Coordinated Online Learning for Multi-Agent Systems with Coupled Constraints and Perturbed Utility Observations
This work addresses resource management in multi-agent systems, offering a novel decentralized approach with theoretical guarantees, though it is incremental in extending existing methods to handle noisy feedback.
The paper tackles the problem of coordinating competitive online learning agents with coupled resource constraints and noisy utility feedback, introducing a decentralized resource pricing method that ensures convergence to a generalized Nash equilibrium and provides a finite-time bound on constraint violations.
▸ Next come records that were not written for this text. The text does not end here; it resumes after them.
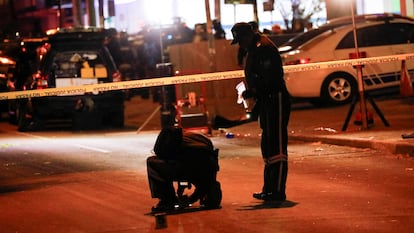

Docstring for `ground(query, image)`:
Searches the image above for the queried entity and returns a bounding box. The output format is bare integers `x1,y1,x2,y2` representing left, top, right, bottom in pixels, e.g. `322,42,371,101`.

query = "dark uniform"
232,23,291,201
147,128,221,211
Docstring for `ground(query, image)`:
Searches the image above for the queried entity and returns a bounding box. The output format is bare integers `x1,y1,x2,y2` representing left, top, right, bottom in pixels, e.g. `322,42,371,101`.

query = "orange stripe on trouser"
263,92,287,192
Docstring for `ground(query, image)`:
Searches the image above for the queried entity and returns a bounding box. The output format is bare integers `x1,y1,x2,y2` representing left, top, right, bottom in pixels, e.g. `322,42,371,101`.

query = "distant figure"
213,19,226,39
193,23,207,43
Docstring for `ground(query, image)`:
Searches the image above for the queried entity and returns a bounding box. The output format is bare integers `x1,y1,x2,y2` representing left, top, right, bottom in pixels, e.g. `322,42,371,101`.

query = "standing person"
231,23,291,202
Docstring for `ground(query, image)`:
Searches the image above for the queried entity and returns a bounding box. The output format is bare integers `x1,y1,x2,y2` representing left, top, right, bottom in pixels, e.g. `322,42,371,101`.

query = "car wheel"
200,181,222,209
321,73,358,105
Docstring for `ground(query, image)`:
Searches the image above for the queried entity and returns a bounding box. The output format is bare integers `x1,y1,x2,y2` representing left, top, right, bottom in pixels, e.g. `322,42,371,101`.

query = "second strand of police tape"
0,53,414,100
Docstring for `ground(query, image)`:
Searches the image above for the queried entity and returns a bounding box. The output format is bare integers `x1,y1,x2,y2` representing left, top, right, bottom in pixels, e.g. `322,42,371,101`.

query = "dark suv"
17,29,125,131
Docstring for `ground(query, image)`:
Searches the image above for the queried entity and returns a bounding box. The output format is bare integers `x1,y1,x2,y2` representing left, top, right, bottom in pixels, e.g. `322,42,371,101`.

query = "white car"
280,15,414,104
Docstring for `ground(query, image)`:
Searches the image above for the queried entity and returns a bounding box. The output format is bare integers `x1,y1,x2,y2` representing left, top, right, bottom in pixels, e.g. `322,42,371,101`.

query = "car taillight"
285,58,310,65
33,73,48,89
112,70,122,82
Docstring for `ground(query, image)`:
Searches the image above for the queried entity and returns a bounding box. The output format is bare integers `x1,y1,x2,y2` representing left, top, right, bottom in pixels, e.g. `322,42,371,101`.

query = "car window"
53,51,106,78
336,23,414,49
388,23,414,44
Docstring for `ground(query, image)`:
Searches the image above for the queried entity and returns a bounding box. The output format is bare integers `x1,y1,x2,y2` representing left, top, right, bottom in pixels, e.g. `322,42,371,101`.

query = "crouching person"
147,127,222,212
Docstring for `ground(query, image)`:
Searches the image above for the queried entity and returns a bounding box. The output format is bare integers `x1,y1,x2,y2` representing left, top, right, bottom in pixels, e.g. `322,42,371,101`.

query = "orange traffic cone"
400,60,414,97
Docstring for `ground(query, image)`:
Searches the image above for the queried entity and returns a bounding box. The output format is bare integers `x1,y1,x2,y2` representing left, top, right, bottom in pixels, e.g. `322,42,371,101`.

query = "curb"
289,135,414,157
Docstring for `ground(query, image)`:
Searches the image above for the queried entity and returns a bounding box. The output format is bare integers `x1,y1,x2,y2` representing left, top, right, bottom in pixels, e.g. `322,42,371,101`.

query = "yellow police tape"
0,53,414,100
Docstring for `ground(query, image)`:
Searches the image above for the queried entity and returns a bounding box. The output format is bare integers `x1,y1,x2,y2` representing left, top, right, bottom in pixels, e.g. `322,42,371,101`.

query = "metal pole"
351,2,368,129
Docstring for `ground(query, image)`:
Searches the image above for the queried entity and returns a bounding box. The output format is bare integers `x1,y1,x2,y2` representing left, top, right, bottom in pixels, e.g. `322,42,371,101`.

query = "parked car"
282,15,414,104
16,28,125,131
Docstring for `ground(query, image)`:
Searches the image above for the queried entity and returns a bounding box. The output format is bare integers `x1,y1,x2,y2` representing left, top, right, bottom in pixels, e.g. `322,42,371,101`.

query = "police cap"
231,22,254,44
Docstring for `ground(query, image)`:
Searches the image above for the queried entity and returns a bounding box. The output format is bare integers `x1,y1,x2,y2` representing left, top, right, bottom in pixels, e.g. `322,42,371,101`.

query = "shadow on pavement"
237,200,298,211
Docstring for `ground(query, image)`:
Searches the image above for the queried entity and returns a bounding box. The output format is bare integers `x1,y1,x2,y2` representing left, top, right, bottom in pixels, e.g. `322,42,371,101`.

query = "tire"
200,181,222,209
321,72,358,105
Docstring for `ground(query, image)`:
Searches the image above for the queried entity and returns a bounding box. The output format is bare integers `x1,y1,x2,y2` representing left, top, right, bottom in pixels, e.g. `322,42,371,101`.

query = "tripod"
342,93,390,131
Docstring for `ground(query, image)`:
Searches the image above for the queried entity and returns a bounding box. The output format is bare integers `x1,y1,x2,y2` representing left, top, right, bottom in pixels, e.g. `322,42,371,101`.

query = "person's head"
231,22,255,48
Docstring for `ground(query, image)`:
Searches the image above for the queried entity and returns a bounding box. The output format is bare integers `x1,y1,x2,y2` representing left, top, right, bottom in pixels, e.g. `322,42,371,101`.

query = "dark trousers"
259,92,291,199
147,154,218,201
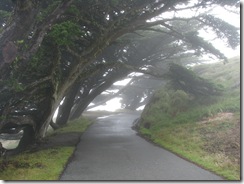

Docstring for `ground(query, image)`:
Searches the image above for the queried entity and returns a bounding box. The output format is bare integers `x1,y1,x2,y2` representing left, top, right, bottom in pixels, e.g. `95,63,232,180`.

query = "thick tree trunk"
55,83,80,126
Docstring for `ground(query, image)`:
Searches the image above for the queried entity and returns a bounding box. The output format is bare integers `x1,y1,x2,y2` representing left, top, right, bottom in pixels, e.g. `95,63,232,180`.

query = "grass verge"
138,57,241,181
0,118,91,181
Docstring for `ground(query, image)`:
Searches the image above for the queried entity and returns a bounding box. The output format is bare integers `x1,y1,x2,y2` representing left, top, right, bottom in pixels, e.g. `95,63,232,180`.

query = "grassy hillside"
0,118,92,181
138,57,240,180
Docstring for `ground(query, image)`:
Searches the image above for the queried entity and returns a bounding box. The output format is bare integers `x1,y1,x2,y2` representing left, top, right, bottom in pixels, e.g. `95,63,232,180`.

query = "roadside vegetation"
0,117,92,180
138,57,240,180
Competitive non-cooperative online decision-making agents whose actions increase congestion of scarce resources constitute a model for widespread modern large-scale applications. To ensure sustainable resource behavior, we introduce a novel method to steer the agents toward a stable population state, fulfilling the given coupled resource constraints. The proposed method is a decentralized resource pricing method based on the resource loads resulting from the augmentation of the game's Lagrangian. Assuming that the online learning agents have only noisy first-order utility feedback, we show that for a polynomially decaying agents' step size/learning rate, the population's dynamic will almost surely converge to generalized Nash equilibrium. A particular consequence of the latter is the fulfillment of resource constraints in the asymptotic limit. Moreover, we investigate the finite-time quality of the proposed algorithm by giving a nonasymptotic time decaying bound for the expected amount of resource constraint violation.